George Corbett
- Corbett in 1936

No. 5
- Positions: Halfback, quarterback

Personal information
- Born: June 14, 1908 Dix, Illinois, U.S.
- Died: October 11, 1990 (aged 82) Decatur, Illinois, U.S.

Career information
- College: Millikin

Career history
- Chicago Bears (1932–1938); Newark Bears (1939);

Awards and highlights
- 2× NFL champion (1932, 1933);

Career statistics
- Games played: 46
- Starts: 9
- Rushing yards: 425 (3.1 average)
- Receiving yards: 250 (17.9 average)
- Touchdowns: 3
- Stats at Pro Football Reference

= George Corbett (American football) =

American football player (1908–1990)

George Burdette Corbett (June 14, 1908 – October 11, 1990) was an American professional football player who played at the halfback and quarterback positions for the Chicago Bears from 1932 to 1938. He played college football at Millikin University.

==Early life==
Corbett was born in 1908 in Dix, Illinois. He graduated from Arthur High School in Arthur, Illinois. He enrolled at Millikin University in Decatur, Illinois, where he won 10 varsity letters in football, basketball, and baseball. During his four years with the Millikin football team, Corbett played halfback, scored 202 points, and led the team to a 24-4-2 record.
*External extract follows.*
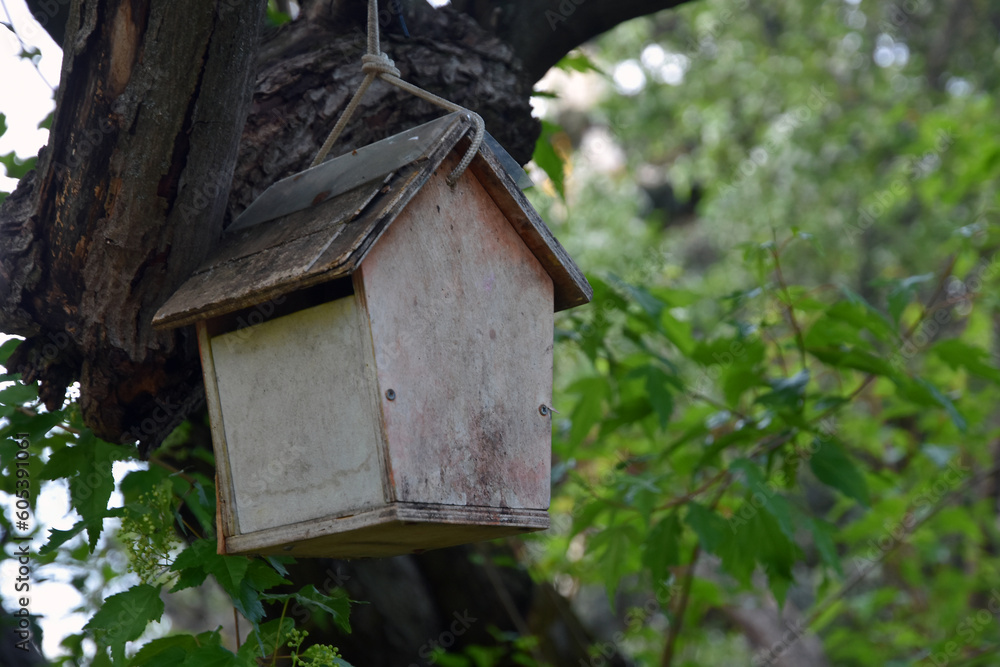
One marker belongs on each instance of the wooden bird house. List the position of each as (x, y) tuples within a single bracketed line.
[(377, 353)]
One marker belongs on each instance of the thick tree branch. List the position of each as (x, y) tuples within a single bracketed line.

He was captain of the 1931 team.

==Professional football==
Corbett played professional football in the National Football League (NFL) for the Chicago Bears from 1932 to 1938, including the Bears' championship seasons of 1932 and 1933. In seven NFL seasons, he appeared in 47 NFL games, rushed for 425 yards, passed for 233 yards, tallied 14 receptions for 250 yards, scored three touchdowns, and kicked an extra point and a field goal. Corbett announced his retirement from football at the end of the 1938 season. He was a sports duo with another player also named George. Their nickname was "The Two Georges."

Corbett also played quarterback for the Newark Bears in 1939.

==Later life==
Corbett died in 1990 at Decatur Memorial Hospital in Decatur, Illinois.